El Deportivo llega con el ascenso ya asegurado, mientras que Las Palmas se juega terminar dentro del playoff. Eso cambia el enfoque de ambos: el Dépor puede repartir minutos y bajar un punto la tensión competitiva, y Las Palmas tiene la obligación de competir cada duelo como si fuera el último.
Aun así, no espero un paseo visitante. Riazor suele apretar, y el Dépor, incluso con rotaciones, mantiene una estructura bastante fiable. La clave estará en quién controle los nervios: si Las Palmas se acelera por la urgencia, puede chocar contra un partido espeso; si el Dépor se relaja de más, le abre la puerta a la posibilidad de un marcador corto donde una acción aislada decide.
Deportivo
El Deportivo ha sido un equipo de rendimiento alto y constante durante la temporada: llega como 2º con 77 puntos y un balance goleador positivo (64 a favor y 42 en contra). Eso no es casualidad: cuando un equipo compite así de regular, normalmente es porque tiene mecanismos claros, sabe sufrir y no se descompone cuando el partido se pone incómodo. Y en Riazor, con su gente, suele jugar con un punto extra de orgullo.
Aquí el matiz importante para apostar es la gestión del once. Con el objetivo cumplido, es lógico que haya rotaciones y que veamos a varios menos habituales teniendo minutos. Eso puede restarle automatismos en la presión o en la salida de balón, pero también tiene un lado positivo: muchos jugadores salen con ganas de aprovechar la oportunidad, y el equipo se suelta más, sin el peso de la clasificación.
También hay condicionantes en forma de ausencias (por lesión o sanción), que influyen sobre todo en el ritmo y el equilibrio. Aun así, mi lectura es que el Dépor no va a regalar el partido: es el último en casa, y a este tipo de equipos les gusta cerrar el curso con una buena imagen. Si logra llevar el partido a un terreno de control y evitar pérdidas tontas por dentro, tiene mucho ganado.
Las Palmas
Las Palmas llega 5ª con 70 puntos y con un perfil muy reconocible: equipo bastante sólido, que concede poco y que suele competir bien en partidos de tensión. Para un duelo así, eso es oro, porque te permite estar vivo incluso si no estás brillante. El problema es que llega con un tramo final condicionado por bajas y piezas tocadas, y cuando te faltan recursos arriba o en bandas, tu margen de reacción se reduce.

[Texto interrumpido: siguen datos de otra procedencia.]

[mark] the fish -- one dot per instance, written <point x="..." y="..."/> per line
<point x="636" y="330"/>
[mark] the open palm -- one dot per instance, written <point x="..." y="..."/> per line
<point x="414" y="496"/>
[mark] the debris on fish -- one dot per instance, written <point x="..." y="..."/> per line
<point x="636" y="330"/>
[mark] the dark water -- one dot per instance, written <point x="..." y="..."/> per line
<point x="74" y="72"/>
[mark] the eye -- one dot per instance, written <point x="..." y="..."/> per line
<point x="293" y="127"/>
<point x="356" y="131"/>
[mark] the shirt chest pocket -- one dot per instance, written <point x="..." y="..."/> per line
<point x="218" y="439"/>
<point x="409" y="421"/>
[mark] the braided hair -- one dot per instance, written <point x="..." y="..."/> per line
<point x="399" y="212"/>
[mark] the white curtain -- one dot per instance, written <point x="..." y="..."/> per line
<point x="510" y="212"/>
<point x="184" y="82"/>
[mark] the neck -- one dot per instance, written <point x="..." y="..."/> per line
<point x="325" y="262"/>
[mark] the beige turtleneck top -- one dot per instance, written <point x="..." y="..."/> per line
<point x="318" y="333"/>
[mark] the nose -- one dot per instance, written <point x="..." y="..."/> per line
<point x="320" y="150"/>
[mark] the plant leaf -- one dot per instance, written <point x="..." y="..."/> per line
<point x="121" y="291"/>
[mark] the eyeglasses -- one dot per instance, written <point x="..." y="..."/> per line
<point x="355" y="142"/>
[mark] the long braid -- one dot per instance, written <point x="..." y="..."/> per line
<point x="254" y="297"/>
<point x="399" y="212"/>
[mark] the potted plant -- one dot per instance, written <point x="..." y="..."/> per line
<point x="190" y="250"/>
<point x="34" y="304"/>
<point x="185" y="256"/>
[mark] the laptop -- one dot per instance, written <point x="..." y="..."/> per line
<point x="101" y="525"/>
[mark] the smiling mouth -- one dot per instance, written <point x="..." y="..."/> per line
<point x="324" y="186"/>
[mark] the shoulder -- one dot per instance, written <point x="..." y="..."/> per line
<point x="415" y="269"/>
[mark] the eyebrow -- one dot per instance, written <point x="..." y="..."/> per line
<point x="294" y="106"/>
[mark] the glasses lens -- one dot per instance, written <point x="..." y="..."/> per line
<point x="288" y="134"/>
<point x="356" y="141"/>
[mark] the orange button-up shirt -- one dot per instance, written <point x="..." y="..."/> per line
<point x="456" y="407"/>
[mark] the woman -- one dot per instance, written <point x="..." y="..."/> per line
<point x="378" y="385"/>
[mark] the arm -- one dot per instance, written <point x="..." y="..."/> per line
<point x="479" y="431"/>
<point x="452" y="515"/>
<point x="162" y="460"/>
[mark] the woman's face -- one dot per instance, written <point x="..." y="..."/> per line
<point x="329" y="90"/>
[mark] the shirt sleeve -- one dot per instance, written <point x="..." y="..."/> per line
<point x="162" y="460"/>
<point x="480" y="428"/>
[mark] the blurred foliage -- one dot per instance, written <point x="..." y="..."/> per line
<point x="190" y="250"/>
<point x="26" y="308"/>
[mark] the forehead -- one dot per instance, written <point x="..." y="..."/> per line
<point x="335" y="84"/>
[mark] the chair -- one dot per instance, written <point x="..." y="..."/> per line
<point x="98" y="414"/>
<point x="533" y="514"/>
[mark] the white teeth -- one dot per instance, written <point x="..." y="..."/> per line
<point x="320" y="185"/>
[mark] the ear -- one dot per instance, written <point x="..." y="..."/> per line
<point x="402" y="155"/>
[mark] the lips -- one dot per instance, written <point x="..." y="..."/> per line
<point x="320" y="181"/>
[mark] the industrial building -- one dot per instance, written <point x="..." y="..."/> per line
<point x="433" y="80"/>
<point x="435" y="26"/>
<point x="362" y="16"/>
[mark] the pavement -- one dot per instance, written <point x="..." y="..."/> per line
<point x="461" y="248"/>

Yo espero un plan relativamente pragmático: minimizar riesgos, intentar no abrir el partido y vivir de momentos concretos (balón parado, transición bien ejecutada, o un error del rival si rota). La urgencia puede jugarle a favor —porque sale enchufado— o en contra —porque, si no marca pronto, puede entrar la ansiedad y empezar a forzar jugadas.
En Riazor, Las Palmas debería aceptar tramos sin balón y ser muy paciente. Si consigue que el partido llegue igualado al tramo final, la presión cambia de lado: ahí el equipo que “se la juega” suele apretar más… pero también suele cometer más errores por precipitación. Para mí, su partido ideal es uno cerrado, de ritmo medio-bajo, donde no tenga que defender demasiadas carreras hacia atrás.
Arbitro: Eder Mallo Fernández
El árbitro designado es Eder Mallo Fernández. En un contexto como este (un equipo con urgencias reales y otro que juega más liberado), el listón disciplinario puede influir bastante: las faltas tácticas para cortar transiciones y las protestas cuando el marcador no acompaña suelen aparecer.
Mi enfoque aquí es práctico: si el encuentro se mantiene igualado y sube la tensión en los últimos 20 minutos, suele crecer el valor de mercados relacionados con tarjetas. Si, en cambio, alguien abre el marcador pronto y el partido se ordena, el impacto del árbitro baja porque hay menos choques y menos situaciones de “apagar fuegos”.